Several therapies have recently been shown to be effective in men with mHSPC; therefore, ADT alone may no longer be an appropriate control arm in this patient population. However, docetaxel plus ADT only became part of the global SOC for mHSPC in 2016, after patients were already enrolling in ARCHES,[12] and thus, docetaxel could not have been considered as part of the comparator arm in the current study. Furthermore, patients with high-volume disease who had completed prior docetaxel were eligible for trial entry by study design, and for those with low-volume disease, the benefit of early treatment with docetaxel combined with ADT has not been established.[13,38,39]

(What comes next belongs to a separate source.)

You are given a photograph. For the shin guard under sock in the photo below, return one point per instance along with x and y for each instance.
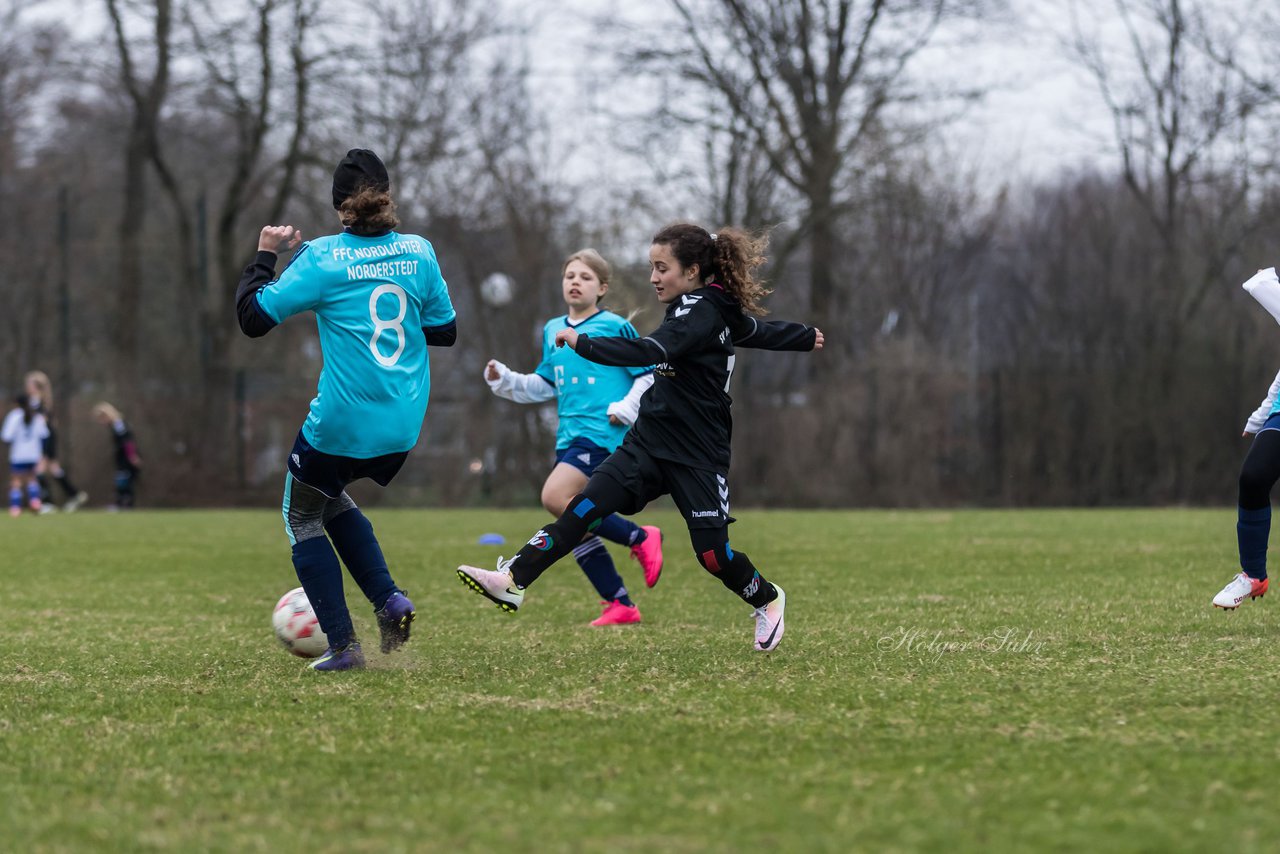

In conclusion, in comparison with placebo, the addition of enzalutamide to ADT for men with mHSPC provided clinically meaningful improvements across key efficacy end points while maintaining the high level of QoL reported at baseline. Enzalutamide was generally well tolerated, with a preliminary safety analysis seeming to be consistent with the safety profile of enzalutamide in previous clinical trials in CRPC. Enzalutamide plus ADT should therefore be considered as a treatment option for men with mHSPC, including those with low-volume disease or who had received prior docetaxel. Additional studies are necessary to clarify whether combination or sequential approaches with AR-targeted therapies or chemotherapy are favored for initial management.